Так умирали великие? И что — конец всему? Куда исчезла энергия таланта? Переход? Перемена декораций? Что ясе это справедливость или несчастье?
Нет, здесь никого кривая не вывезет, известность, талант и «авось» не помогут, самые гуманные законы не защитят, ничего «не образуется».
Все они знали, что в роковой день раздастся стук в дверь, которая медленно разверзнется, зияя непроницаемой чернотой, войдет тихий сквозняк, леденящий душу, и на пороге встанет неумолимое, неотвратимое, что не услышит ни крик о помощи, ни мольбы, ни жалобы, закончив все одним бесповоротным, беззвучным приказом, приводящим приговор в исполнение: «Прощайся». И это будет не сон, не кошмар, не видение, не галлюцинация и не последняя сцена, написанная о смерти героя, а последняя строка из жизни автора. Ибо исчезнет свет — и счастливого пробуждения утром не будет. Да, они знали об этом, как знаю я, пишущий эти строки, как знали ушедшие из мира семьдесят миллиардов людей. Как могли жить они с этим осознанием конца? Что это — мужество или трусость? Или покорная глупость человечества, уравнивающая и великих и малых слабых людей?
Где-то за моей спиной глухо и весомо падали яблоки, где-то в аллее шиповника звенел голос моего внука, а над затихшим садом плыли и плыли на запад тонким пеплом угасающие облака.
Вдруг жена окликнула меня, но я молча повернулся и стал уходить от нее по тропинке в темнеющую глубину, деревьев все дальше и дальше, оставляя ее, погружаясь в сырую ночь, дышащую в лицо холодной прелью никогда не росших в нашем саду папоротников. Так будет со мной или иначе?
Когда я очнулся, темнел орешник в сумерках и странно белели два соединенных, пока еще не сорванных ореха, обрамленных маленькими зелеными коронами, похожими на паруса корабликов в бесконечном земном океане. Сколько нам плыть?
Стоял сентябрь, был восьмой час вечера.
Север, река Мезень, разговор на берегу
— И кидаешь и кидаешь блесну-то свою… Поймал что?
— Нет, бабушка, не везет.
— И хорошо.
— Почему хорошо?
— Семга рыба-то дурная, опасная. Прошлый год на Мезени в лодку она впрыгнула к Константину Викентьевицу-то. Впрыгнула вроде бревна, килограммов на двадцать, а Константин Викентьевиц обомлел от радости-то: без сети и живца рыбу поймал. У костра лежит, цаёк попивает, сахарок откусывает. Как не жизнь-то! Приимцивый был. Но через два месяца утонул он. Нашли его сегодняшний год — вода опала, а у берега два сапога вверх торчат, мальцонка увидел. Вытащили его, целенький весь, не пропал, вроде вцера утонул, но две руки как вроде рыба объела — как отрубленные… Семга-то, что впрыгнула в лодку, не проста была, не добра.
— Вообще рыбы мало, бабушка.
— На цё тебе?
— Что «на цё», не понял.
— Рыба-то? Сиди себе цаёцек пей, молоцко подливай. Рыбы нет, а вот щука есть. И малёк. Вон цайки на отмели, видишь? Мальком питаются.

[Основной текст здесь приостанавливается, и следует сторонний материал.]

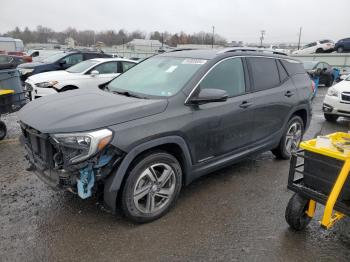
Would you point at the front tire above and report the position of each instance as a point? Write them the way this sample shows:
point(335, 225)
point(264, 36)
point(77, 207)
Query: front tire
point(331, 118)
point(152, 187)
point(291, 138)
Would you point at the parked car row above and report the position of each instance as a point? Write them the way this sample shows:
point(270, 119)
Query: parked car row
point(87, 74)
point(337, 101)
point(324, 46)
point(163, 123)
point(59, 61)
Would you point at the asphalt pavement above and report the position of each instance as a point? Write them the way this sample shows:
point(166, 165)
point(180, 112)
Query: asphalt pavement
point(235, 214)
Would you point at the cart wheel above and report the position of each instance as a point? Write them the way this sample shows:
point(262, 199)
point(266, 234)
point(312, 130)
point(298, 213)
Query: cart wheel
point(296, 215)
point(3, 130)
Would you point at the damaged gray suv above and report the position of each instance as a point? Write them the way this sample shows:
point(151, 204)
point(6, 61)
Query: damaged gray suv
point(165, 122)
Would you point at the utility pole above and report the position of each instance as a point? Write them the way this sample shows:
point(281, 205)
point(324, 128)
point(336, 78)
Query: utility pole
point(212, 38)
point(123, 47)
point(299, 37)
point(262, 37)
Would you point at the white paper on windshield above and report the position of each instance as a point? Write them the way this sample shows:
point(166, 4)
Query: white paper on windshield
point(171, 69)
point(191, 61)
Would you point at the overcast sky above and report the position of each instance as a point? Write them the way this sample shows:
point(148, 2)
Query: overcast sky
point(233, 19)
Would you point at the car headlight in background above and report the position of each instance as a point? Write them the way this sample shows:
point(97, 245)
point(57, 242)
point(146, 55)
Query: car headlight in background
point(25, 71)
point(77, 147)
point(46, 84)
point(332, 92)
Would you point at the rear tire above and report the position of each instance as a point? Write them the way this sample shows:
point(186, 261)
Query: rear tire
point(3, 130)
point(295, 215)
point(331, 118)
point(152, 187)
point(284, 151)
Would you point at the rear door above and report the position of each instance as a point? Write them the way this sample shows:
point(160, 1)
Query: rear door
point(222, 127)
point(274, 96)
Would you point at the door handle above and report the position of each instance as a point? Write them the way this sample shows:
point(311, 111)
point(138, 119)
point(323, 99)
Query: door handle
point(245, 104)
point(289, 93)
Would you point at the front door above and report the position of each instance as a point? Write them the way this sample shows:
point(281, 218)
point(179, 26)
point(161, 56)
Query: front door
point(222, 127)
point(274, 96)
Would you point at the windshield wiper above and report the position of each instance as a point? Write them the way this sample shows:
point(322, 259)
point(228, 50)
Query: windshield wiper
point(128, 94)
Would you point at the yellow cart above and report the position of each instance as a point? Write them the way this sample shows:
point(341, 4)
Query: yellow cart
point(320, 175)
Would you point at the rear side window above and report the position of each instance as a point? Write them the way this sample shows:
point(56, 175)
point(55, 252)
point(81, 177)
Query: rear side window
point(282, 71)
point(264, 72)
point(227, 75)
point(293, 67)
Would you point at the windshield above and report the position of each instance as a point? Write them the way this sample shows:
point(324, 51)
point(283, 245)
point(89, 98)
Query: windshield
point(54, 58)
point(82, 66)
point(309, 65)
point(157, 76)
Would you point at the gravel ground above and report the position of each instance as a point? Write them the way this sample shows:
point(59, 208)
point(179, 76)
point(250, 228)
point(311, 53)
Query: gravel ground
point(235, 214)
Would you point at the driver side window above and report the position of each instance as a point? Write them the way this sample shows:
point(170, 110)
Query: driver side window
point(227, 75)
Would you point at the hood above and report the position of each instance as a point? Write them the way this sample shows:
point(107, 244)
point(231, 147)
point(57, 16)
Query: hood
point(80, 110)
point(50, 76)
point(343, 86)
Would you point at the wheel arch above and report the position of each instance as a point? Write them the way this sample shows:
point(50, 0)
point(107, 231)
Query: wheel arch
point(67, 88)
point(174, 145)
point(302, 113)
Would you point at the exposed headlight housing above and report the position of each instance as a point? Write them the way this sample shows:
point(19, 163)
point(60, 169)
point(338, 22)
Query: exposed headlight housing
point(77, 147)
point(46, 84)
point(332, 92)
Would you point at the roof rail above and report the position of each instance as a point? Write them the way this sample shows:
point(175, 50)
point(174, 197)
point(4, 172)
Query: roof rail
point(251, 49)
point(181, 49)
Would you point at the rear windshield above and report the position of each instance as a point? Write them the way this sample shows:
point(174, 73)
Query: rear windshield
point(293, 67)
point(308, 65)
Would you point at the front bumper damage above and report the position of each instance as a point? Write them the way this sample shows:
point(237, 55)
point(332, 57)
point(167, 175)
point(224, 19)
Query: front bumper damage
point(86, 178)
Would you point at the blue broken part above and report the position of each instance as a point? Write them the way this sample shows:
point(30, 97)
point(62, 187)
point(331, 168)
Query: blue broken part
point(86, 179)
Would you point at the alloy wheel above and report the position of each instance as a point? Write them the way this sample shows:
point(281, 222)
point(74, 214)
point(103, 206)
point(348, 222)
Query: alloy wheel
point(293, 137)
point(154, 188)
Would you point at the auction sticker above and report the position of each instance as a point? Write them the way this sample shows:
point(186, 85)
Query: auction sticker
point(191, 61)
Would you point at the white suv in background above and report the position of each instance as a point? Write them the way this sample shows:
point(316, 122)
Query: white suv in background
point(87, 74)
point(337, 101)
point(321, 46)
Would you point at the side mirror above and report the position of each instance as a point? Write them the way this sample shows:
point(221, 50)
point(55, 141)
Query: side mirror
point(94, 73)
point(209, 95)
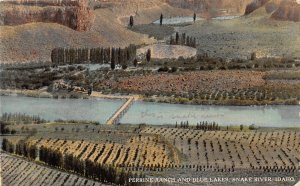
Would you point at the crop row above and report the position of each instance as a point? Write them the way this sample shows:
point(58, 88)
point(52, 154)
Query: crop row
point(15, 171)
point(226, 150)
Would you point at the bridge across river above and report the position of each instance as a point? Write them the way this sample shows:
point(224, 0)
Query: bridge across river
point(116, 117)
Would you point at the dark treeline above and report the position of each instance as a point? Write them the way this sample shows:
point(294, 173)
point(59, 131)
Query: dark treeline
point(53, 157)
point(204, 125)
point(19, 118)
point(5, 130)
point(183, 39)
point(122, 56)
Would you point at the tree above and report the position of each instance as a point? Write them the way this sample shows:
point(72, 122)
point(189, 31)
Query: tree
point(253, 56)
point(177, 38)
point(131, 21)
point(161, 18)
point(135, 62)
point(148, 55)
point(113, 58)
point(172, 42)
point(90, 89)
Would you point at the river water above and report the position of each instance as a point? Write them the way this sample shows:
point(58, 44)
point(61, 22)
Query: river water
point(152, 113)
point(67, 109)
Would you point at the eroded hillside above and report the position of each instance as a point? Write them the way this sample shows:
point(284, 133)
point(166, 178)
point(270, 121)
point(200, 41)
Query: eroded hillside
point(284, 10)
point(74, 14)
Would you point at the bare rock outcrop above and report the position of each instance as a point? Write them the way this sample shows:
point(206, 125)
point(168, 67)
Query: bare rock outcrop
point(212, 7)
point(284, 10)
point(74, 14)
point(287, 11)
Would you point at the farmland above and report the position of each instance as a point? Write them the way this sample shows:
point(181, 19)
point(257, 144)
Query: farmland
point(162, 150)
point(16, 171)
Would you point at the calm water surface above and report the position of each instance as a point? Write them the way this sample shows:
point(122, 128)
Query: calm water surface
point(66, 109)
point(152, 113)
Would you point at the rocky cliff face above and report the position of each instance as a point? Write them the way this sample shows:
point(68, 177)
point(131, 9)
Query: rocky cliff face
point(284, 10)
point(74, 14)
point(212, 7)
point(287, 11)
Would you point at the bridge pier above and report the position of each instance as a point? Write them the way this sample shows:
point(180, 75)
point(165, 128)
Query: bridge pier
point(116, 117)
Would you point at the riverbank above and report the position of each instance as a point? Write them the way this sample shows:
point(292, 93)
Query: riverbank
point(156, 99)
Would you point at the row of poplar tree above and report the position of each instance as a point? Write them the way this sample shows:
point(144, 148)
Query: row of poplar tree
point(55, 158)
point(122, 56)
point(183, 39)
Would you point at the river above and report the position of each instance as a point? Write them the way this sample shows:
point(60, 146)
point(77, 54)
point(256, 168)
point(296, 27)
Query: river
point(152, 113)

— Чайки у вас как-то деклассировались, бабушка, рыбу почти не ловят, ходят на помойках в Архангельске. Или за теплоходом летят, ждут, когда из камбуза отходы в море выбросят. Попрошайки они стали, ленивцы. Что-то нарушилось…
— Ты наших цаек не тронь. Они умные, как медведи.
— И медведи попадаются разве?
— Как же не попадаться-то. Гуляют они у нас. Прошлый год он телеша задрал, унес, за ним кинулись люди-то, а он телеша мохом забросал в лесу-то, а сам ходу. Медведь, он цто семга, не простой, головой соображает…
Не только брать…
— Мы живем в таком мире, где нет друзей! Нет их, нет, никому не верю, никому, все сволочи!
— Ты тоже сволочь.
— Кто-о? Я?
— Если все сволочи, значит, и ты… А ты забыл свою мать — она тоже сволочь?
— Замолчи! Это святая женщина!
— У тебя нет друзей? А ты сам способен быть другом, а?
— Да, да, я способен, я могу…
— Ой как сомневаюсь я. Это ведь не только брать, но и отдавать.
Случайно подслушанный разговор
— Глупо вдвойне.
— Да, но…
— Не «да» и не «но». Ты живешь иллюзорной жизнью-Где еще было так? В какой стране? Нигде и ни в одной.
— Ты слишком резок.
— Дело не в резкости, а в существе.
— Послушаешь умного человека — сам дураком станешь.
— Безудержный и неприличный ты человек!
О чем они говорили — о судьбах России или о ремонте в квартире?